About its value I'll pass for now.
Tonio
The integral can be written $\displaystyle \frac{1}{2} \int_0^1 (t^2)^{n-1} (1 - t^2)^n d(t^2)$ which is recognised as a Beta function: Beta function - Wikipedia, the free encyclopedia
$\displaystyle \frac{1}{2} \int_0^1 (t^2)^{n-1} (1 - t^2)^n d(t^2) = \frac{1}{2} B(n, n+1)$.
So the job is to calculate $\displaystyle \frac{1}{2} \sum_{n=1}^{+\infty} (n B(n, n+1)) = \frac{1}{2} \sum_{n=1}^{+\infty} \frac{(n!)^2}{(2n)!}$.
$\displaystyle n\beta (n,n+1)=n\cdot \frac{\Gamma (n)\Gamma (n+1)}{\Gamma (2n+1)}=n\int_{0}^{1}{t^{n-1}(1-t)^{n}\,dt},$ now swap integral and series, compute the series and finally compute the remaining integral.

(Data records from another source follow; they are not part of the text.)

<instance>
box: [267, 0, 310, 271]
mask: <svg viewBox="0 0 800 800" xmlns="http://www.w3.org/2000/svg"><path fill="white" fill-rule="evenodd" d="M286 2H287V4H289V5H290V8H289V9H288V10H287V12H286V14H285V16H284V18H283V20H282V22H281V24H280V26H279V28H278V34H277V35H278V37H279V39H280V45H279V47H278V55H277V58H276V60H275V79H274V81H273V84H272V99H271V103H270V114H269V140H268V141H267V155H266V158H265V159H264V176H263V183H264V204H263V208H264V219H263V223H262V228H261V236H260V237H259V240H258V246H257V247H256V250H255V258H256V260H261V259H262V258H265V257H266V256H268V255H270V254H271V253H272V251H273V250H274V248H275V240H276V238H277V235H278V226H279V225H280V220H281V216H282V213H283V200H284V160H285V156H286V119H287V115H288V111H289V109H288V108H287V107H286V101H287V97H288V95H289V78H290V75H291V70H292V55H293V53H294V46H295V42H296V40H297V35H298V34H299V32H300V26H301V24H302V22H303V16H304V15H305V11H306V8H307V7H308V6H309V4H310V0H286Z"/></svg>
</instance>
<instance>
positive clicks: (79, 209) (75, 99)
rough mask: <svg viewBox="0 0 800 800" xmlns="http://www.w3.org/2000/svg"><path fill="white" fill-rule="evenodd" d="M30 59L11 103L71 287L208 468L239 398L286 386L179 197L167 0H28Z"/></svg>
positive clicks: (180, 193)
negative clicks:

in fact, we could've done this immediately given the problem, just swap series and integral and then compute the series. (Find a formula for $\displaystyle \sum_{n=1}^\infty n a^n$ and then solve the remaining integral.)
I agree with Krizalid:
$\displaystyle 2n(1-t^2)^{n}t^{2n-1}=\frac{2n}{t}(1-t^2)^n(t^2)^n$
Summing it up gives:
$\displaystyle \frac{2}{t}\sum_{n=1}^{\infty}n(t^2-t^4)^n$
$\displaystyle \sum_{n=1}^{\infty} na^n=\frac{a}{(1-a)^2}$ for $\displaystyle a<1$.
So the above sum is $\displaystyle \frac{2}{t}\cdot\frac{t^2-t^4}{(1-t^2+t^4)^2}$
Simplifying an integrating yields:
$\displaystyle 2\int_0^1\frac{-t^3+t}{(t^4-t^2+1)^2}\,dt$
That doesn't look like much fun; I evaluated it on my TI-89 and got $\displaystyle \frac{2\pi\sqrt{3}+9}{27}$.